Detects if you are coming to the intersection and with what speed, and if there is no traffic blocking you automatically cycles the red lights so you don’t have to stop at all.

dgs_sgd · 2 months ago
It’s funny that you used traffic signals as an example of overcomplicating a problem with AI because there turns out to be a YC funded startup making AI powered traffic lights: https://www.ycombinator.com/companies/roundabout-technologie...
MrToadMan · 2 months ago
And even funnier in that context: it’s called ‘roundabout technologies’.
stronglikedan · 2 months ago
> I concluded that my approach was just far too complicated and expensive.

Motorcyclists would conclude that your approach would actually work.

elboru · 2 months ago
I recently spent some time in a country house far enough from civilization that electric lines don’t reach. The owners could have installed some solar panels, but they opted to keep it electricity-free to disconnect from technology, or at least from electronics. They have multiple decades old ingenious utensils that work without electricity, like a fridge that uses propane, oil lamps, non-electric coffee percolator, etc. and that made me wonder, how many analogous devices stopped getting invented because an electric device is the most obvious way of solving things to our current view.
TeMPOraL · 2 months ago
> But I guess the world is complicated enough and computers got fast enough that having an AI look at a computer screen and move/click a mouse makes sense.
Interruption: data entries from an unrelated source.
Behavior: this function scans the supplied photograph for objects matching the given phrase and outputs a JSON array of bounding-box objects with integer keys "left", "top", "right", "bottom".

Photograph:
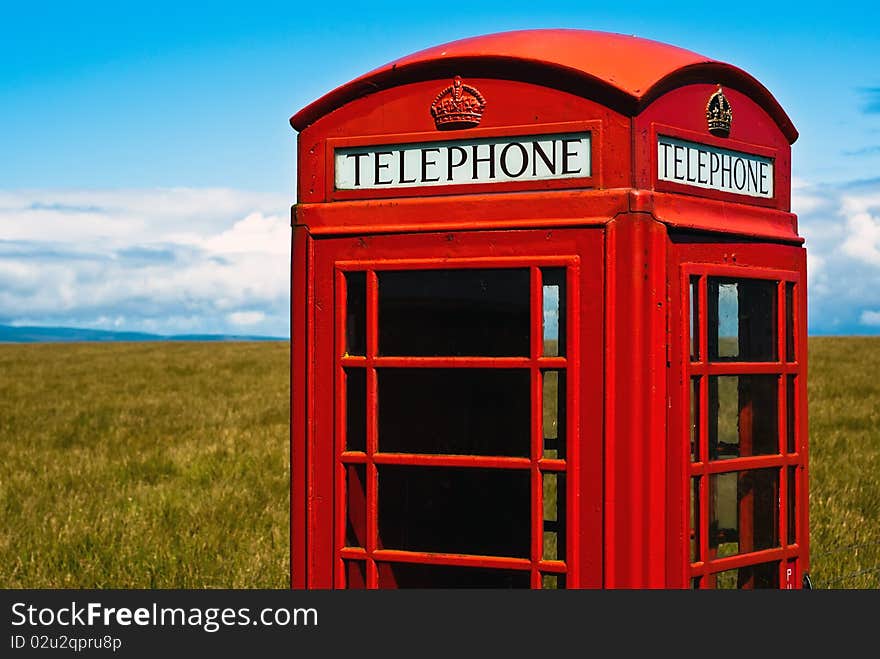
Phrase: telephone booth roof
[{"left": 290, "top": 29, "right": 798, "bottom": 143}]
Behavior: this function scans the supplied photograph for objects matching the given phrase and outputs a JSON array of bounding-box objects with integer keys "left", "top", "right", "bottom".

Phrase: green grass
[
  {"left": 0, "top": 338, "right": 880, "bottom": 588},
  {"left": 808, "top": 337, "right": 880, "bottom": 588},
  {"left": 0, "top": 343, "right": 290, "bottom": 588}
]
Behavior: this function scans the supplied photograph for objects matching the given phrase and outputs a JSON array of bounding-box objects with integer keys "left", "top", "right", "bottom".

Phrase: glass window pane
[
  {"left": 345, "top": 272, "right": 367, "bottom": 355},
  {"left": 541, "top": 574, "right": 565, "bottom": 590},
  {"left": 689, "top": 478, "right": 700, "bottom": 562},
  {"left": 345, "top": 464, "right": 367, "bottom": 547},
  {"left": 709, "top": 469, "right": 779, "bottom": 558},
  {"left": 542, "top": 472, "right": 565, "bottom": 561},
  {"left": 785, "top": 281, "right": 796, "bottom": 362},
  {"left": 711, "top": 563, "right": 779, "bottom": 590},
  {"left": 709, "top": 375, "right": 779, "bottom": 460},
  {"left": 378, "top": 268, "right": 529, "bottom": 357},
  {"left": 343, "top": 561, "right": 367, "bottom": 590},
  {"left": 707, "top": 277, "right": 777, "bottom": 362},
  {"left": 376, "top": 563, "right": 529, "bottom": 588},
  {"left": 788, "top": 467, "right": 798, "bottom": 545},
  {"left": 345, "top": 368, "right": 367, "bottom": 451},
  {"left": 690, "top": 378, "right": 700, "bottom": 462},
  {"left": 378, "top": 368, "right": 531, "bottom": 457},
  {"left": 688, "top": 277, "right": 700, "bottom": 361},
  {"left": 785, "top": 375, "right": 798, "bottom": 453},
  {"left": 541, "top": 268, "right": 565, "bottom": 357},
  {"left": 379, "top": 465, "right": 530, "bottom": 558},
  {"left": 542, "top": 371, "right": 565, "bottom": 460}
]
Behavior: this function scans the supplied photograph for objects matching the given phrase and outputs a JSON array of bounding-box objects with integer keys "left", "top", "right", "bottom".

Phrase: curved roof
[{"left": 290, "top": 30, "right": 798, "bottom": 142}]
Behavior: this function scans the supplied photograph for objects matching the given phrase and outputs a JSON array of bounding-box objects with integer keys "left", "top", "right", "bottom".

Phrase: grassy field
[
  {"left": 809, "top": 337, "right": 880, "bottom": 588},
  {"left": 0, "top": 338, "right": 880, "bottom": 588},
  {"left": 0, "top": 343, "right": 290, "bottom": 588}
]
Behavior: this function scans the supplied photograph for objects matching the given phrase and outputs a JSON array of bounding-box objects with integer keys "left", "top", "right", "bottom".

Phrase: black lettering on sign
[
  {"left": 721, "top": 153, "right": 733, "bottom": 188},
  {"left": 746, "top": 160, "right": 759, "bottom": 190},
  {"left": 697, "top": 151, "right": 709, "bottom": 184},
  {"left": 562, "top": 139, "right": 581, "bottom": 174},
  {"left": 422, "top": 147, "right": 440, "bottom": 183},
  {"left": 397, "top": 149, "right": 416, "bottom": 183},
  {"left": 733, "top": 158, "right": 746, "bottom": 190},
  {"left": 471, "top": 144, "right": 495, "bottom": 181},
  {"left": 532, "top": 140, "right": 556, "bottom": 176},
  {"left": 446, "top": 146, "right": 467, "bottom": 181},
  {"left": 346, "top": 153, "right": 370, "bottom": 186},
  {"left": 672, "top": 144, "right": 685, "bottom": 181},
  {"left": 760, "top": 162, "right": 770, "bottom": 195},
  {"left": 373, "top": 151, "right": 392, "bottom": 185},
  {"left": 660, "top": 142, "right": 672, "bottom": 178}
]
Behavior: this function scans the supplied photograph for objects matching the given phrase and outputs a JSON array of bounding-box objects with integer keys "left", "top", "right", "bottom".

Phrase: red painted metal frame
[
  {"left": 324, "top": 119, "right": 602, "bottom": 201},
  {"left": 294, "top": 230, "right": 603, "bottom": 588},
  {"left": 291, "top": 31, "right": 809, "bottom": 588},
  {"left": 334, "top": 256, "right": 580, "bottom": 588},
  {"left": 668, "top": 244, "right": 809, "bottom": 588}
]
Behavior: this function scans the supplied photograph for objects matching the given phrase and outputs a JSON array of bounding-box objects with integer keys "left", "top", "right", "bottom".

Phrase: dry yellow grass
[{"left": 0, "top": 338, "right": 880, "bottom": 588}]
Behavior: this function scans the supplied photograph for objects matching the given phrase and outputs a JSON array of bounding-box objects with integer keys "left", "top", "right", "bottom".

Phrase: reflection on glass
[
  {"left": 785, "top": 375, "right": 798, "bottom": 453},
  {"left": 378, "top": 368, "right": 530, "bottom": 457},
  {"left": 785, "top": 281, "right": 795, "bottom": 362},
  {"left": 378, "top": 268, "right": 529, "bottom": 357},
  {"left": 707, "top": 277, "right": 777, "bottom": 362},
  {"left": 542, "top": 371, "right": 565, "bottom": 459},
  {"left": 709, "top": 375, "right": 779, "bottom": 460},
  {"left": 788, "top": 467, "right": 798, "bottom": 545},
  {"left": 541, "top": 574, "right": 565, "bottom": 590},
  {"left": 345, "top": 464, "right": 367, "bottom": 547},
  {"left": 345, "top": 272, "right": 367, "bottom": 355},
  {"left": 379, "top": 465, "right": 530, "bottom": 558},
  {"left": 343, "top": 560, "right": 367, "bottom": 590},
  {"left": 541, "top": 268, "right": 565, "bottom": 357},
  {"left": 711, "top": 563, "right": 779, "bottom": 590},
  {"left": 345, "top": 368, "right": 367, "bottom": 451},
  {"left": 688, "top": 277, "right": 700, "bottom": 361},
  {"left": 709, "top": 469, "right": 779, "bottom": 558},
  {"left": 542, "top": 472, "right": 565, "bottom": 561},
  {"left": 376, "top": 563, "right": 529, "bottom": 588},
  {"left": 690, "top": 378, "right": 700, "bottom": 462}
]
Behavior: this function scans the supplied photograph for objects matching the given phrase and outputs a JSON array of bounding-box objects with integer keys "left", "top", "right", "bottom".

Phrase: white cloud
[
  {"left": 0, "top": 189, "right": 290, "bottom": 336},
  {"left": 792, "top": 180, "right": 880, "bottom": 334},
  {"left": 859, "top": 310, "right": 880, "bottom": 327}
]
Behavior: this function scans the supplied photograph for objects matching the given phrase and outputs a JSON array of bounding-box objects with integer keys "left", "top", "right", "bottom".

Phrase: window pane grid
[
  {"left": 682, "top": 267, "right": 802, "bottom": 588},
  {"left": 337, "top": 259, "right": 571, "bottom": 588}
]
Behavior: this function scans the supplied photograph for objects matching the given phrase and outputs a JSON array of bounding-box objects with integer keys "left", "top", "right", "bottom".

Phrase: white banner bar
[{"left": 657, "top": 135, "right": 773, "bottom": 199}]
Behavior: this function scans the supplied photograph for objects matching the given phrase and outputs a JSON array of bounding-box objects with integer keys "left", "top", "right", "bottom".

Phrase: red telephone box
[{"left": 291, "top": 30, "right": 809, "bottom": 588}]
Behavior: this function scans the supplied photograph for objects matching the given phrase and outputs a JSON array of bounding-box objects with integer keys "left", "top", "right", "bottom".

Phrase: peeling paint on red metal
[{"left": 290, "top": 30, "right": 797, "bottom": 142}]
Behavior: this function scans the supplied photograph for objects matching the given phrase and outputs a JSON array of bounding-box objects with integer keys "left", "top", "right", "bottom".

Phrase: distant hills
[{"left": 0, "top": 325, "right": 289, "bottom": 343}]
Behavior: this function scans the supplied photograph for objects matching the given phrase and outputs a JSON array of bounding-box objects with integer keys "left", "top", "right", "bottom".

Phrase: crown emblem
[
  {"left": 706, "top": 85, "right": 733, "bottom": 137},
  {"left": 431, "top": 76, "right": 486, "bottom": 130}
]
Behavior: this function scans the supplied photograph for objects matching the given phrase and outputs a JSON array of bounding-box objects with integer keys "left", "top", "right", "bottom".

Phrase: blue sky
[{"left": 0, "top": 0, "right": 880, "bottom": 335}]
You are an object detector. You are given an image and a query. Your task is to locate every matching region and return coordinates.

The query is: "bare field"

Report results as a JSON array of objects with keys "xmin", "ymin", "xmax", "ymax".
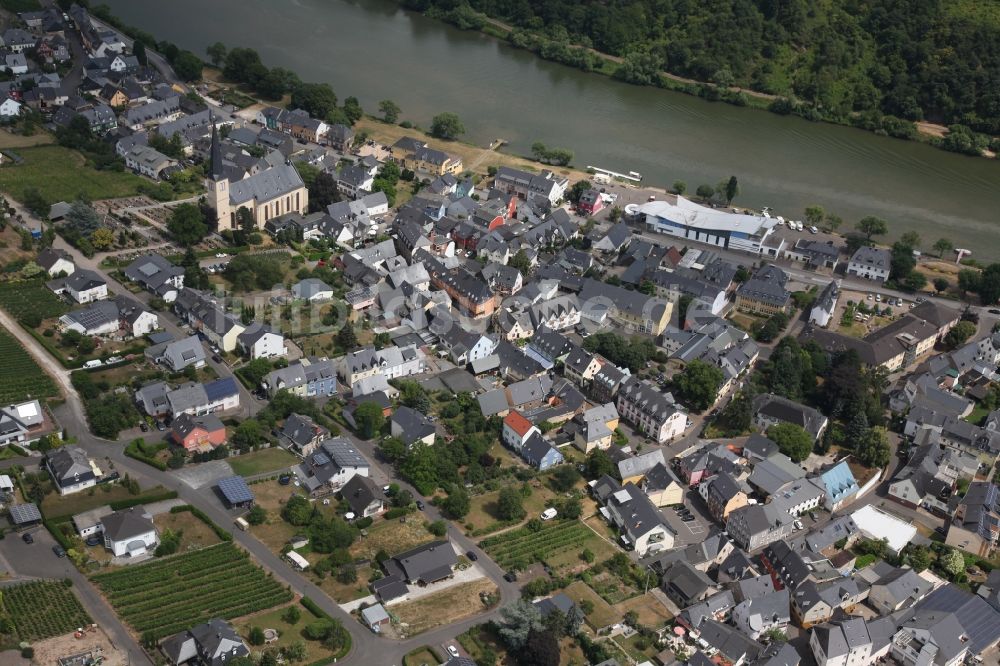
[{"xmin": 389, "ymin": 578, "xmax": 497, "ymax": 636}]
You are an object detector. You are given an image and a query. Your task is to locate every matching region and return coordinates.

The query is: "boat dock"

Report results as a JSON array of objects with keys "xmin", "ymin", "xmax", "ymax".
[{"xmin": 587, "ymin": 164, "xmax": 642, "ymax": 183}]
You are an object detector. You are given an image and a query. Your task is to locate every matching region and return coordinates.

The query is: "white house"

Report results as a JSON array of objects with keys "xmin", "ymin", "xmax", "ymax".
[
  {"xmin": 35, "ymin": 248, "xmax": 76, "ymax": 277},
  {"xmin": 0, "ymin": 97, "xmax": 21, "ymax": 118},
  {"xmin": 503, "ymin": 410, "xmax": 542, "ymax": 451},
  {"xmin": 63, "ymin": 269, "xmax": 108, "ymax": 303},
  {"xmin": 100, "ymin": 506, "xmax": 159, "ymax": 557},
  {"xmin": 4, "ymin": 53, "xmax": 28, "ymax": 74},
  {"xmin": 236, "ymin": 322, "xmax": 285, "ymax": 359}
]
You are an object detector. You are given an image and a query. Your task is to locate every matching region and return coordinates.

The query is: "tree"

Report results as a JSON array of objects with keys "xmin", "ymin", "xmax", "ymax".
[
  {"xmin": 517, "ymin": 620, "xmax": 565, "ymax": 666},
  {"xmin": 431, "ymin": 112, "xmax": 465, "ymax": 141},
  {"xmin": 497, "ymin": 599, "xmax": 542, "ymax": 652},
  {"xmin": 585, "ymin": 449, "xmax": 615, "ymax": 479},
  {"xmin": 441, "ymin": 484, "xmax": 471, "ymax": 520},
  {"xmin": 566, "ymin": 180, "xmax": 592, "ymax": 204},
  {"xmin": 694, "ymin": 185, "xmax": 715, "ymax": 201},
  {"xmin": 944, "ymin": 319, "xmax": 976, "ymax": 349},
  {"xmin": 309, "ymin": 171, "xmax": 341, "ymax": 213},
  {"xmin": 247, "ymin": 627, "xmax": 264, "ymax": 645},
  {"xmin": 854, "ymin": 426, "xmax": 892, "ymax": 467},
  {"xmin": 932, "ymin": 238, "xmax": 955, "ymax": 257},
  {"xmin": 167, "ymin": 203, "xmax": 208, "ymax": 246},
  {"xmin": 674, "ymin": 359, "xmax": 724, "ymax": 412},
  {"xmin": 899, "ymin": 231, "xmax": 921, "ymax": 250},
  {"xmin": 767, "ymin": 423, "xmax": 813, "ymax": 462},
  {"xmin": 354, "ymin": 402, "xmax": 385, "ymax": 439},
  {"xmin": 903, "ymin": 543, "xmax": 931, "ymax": 573},
  {"xmin": 855, "ymin": 215, "xmax": 889, "ymax": 242},
  {"xmin": 132, "ymin": 39, "xmax": 149, "ymax": 67},
  {"xmin": 958, "ymin": 268, "xmax": 980, "ymax": 295},
  {"xmin": 725, "ymin": 176, "xmax": 740, "ymax": 206},
  {"xmin": 497, "ymin": 486, "xmax": 527, "ymax": 521},
  {"xmin": 378, "ymin": 99, "xmax": 402, "ymax": 125},
  {"xmin": 247, "ymin": 505, "xmax": 268, "ymax": 524},
  {"xmin": 977, "ymin": 264, "xmax": 1000, "ymax": 305},
  {"xmin": 337, "ymin": 322, "xmax": 358, "ymax": 351},
  {"xmin": 205, "ymin": 42, "xmax": 226, "ymax": 67},
  {"xmin": 938, "ymin": 548, "xmax": 965, "ymax": 578},
  {"xmin": 805, "ymin": 206, "xmax": 826, "ymax": 227},
  {"xmin": 90, "ymin": 227, "xmax": 115, "ymax": 250},
  {"xmin": 170, "ymin": 51, "xmax": 205, "ymax": 81}
]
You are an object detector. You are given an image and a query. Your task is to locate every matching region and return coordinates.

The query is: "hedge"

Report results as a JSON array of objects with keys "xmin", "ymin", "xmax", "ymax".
[
  {"xmin": 170, "ymin": 504, "xmax": 233, "ymax": 541},
  {"xmin": 108, "ymin": 490, "xmax": 177, "ymax": 511}
]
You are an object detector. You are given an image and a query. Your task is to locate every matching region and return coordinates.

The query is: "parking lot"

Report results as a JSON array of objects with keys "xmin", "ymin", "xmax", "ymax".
[{"xmin": 660, "ymin": 491, "xmax": 712, "ymax": 548}]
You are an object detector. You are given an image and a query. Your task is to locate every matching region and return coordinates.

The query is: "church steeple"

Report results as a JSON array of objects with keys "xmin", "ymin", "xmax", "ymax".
[{"xmin": 209, "ymin": 114, "xmax": 225, "ymax": 181}]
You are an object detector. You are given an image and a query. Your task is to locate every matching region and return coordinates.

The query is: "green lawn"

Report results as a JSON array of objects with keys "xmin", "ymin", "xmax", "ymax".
[
  {"xmin": 229, "ymin": 447, "xmax": 299, "ymax": 476},
  {"xmin": 0, "ymin": 146, "xmax": 144, "ymax": 202},
  {"xmin": 41, "ymin": 482, "xmax": 174, "ymax": 520}
]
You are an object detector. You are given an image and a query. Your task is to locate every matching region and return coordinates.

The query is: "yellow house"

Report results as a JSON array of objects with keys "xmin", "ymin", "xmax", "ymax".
[{"xmin": 392, "ymin": 136, "xmax": 462, "ymax": 176}]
It's not that the world is particularly complicated here - it's just that computing is a dynamic and adversarial environment. End-user automation consuming structured data is a rare occurrence not because it's hard, but because it defeats pretty much every way people make money on the Internet. AI is succeeding now because it is able to navigate the purposefully unstructured and obtuse interfaces like a person would.

avereveard · 2 months ago
And the race is not over yet, adversaries to automation will find way to block the last approach too, in the name of monetization
yunyu · 2 months ago
There is a lot of pretraining data available around screen recordings and mouse movements (Loom, YouTube, etc). There is much less pretraining data available around navigating accessibility trees or DOM structures. Many use cases may also need to be image aware (document scan parsing, looking at images), and keyboard/video/mouse-based models generalize to more applicants.
rirze · 2 months ago
I don't know the implementation details, but this is common in the county I live in (US). It's been in use for the last 3-5 years. The traffic lights adapt to current traffic patterns in most intersections and speed up the green light for roads that have cars.
ge96 · 2 months ago
It's funny I'll sometimes scoot forward/rock my car but I'm not sure if it's just coincidence. Also a lot of stop lights now have that tall white camera on top.
netghost · 2 months ago
There's several mechanisms. The most common is (or at least was) a loop detector under the road that triggers when a vehicle is over it. Sometimes if you're not quite over it, or it's somewhat faulty that will trigger it.
bozhark · 2 months ago
Like flashing lights for the first responders sensor
Spooky23 · 2 months ago
Sometimes the rocking helps with a ground loop that isn’t working well.
sagarm · 2 months ago
Robotic process automation isn't new.
VirgilShelton · 2 months ago
The best thing about being nerds like we are is we can just ignore this product since it's not for us.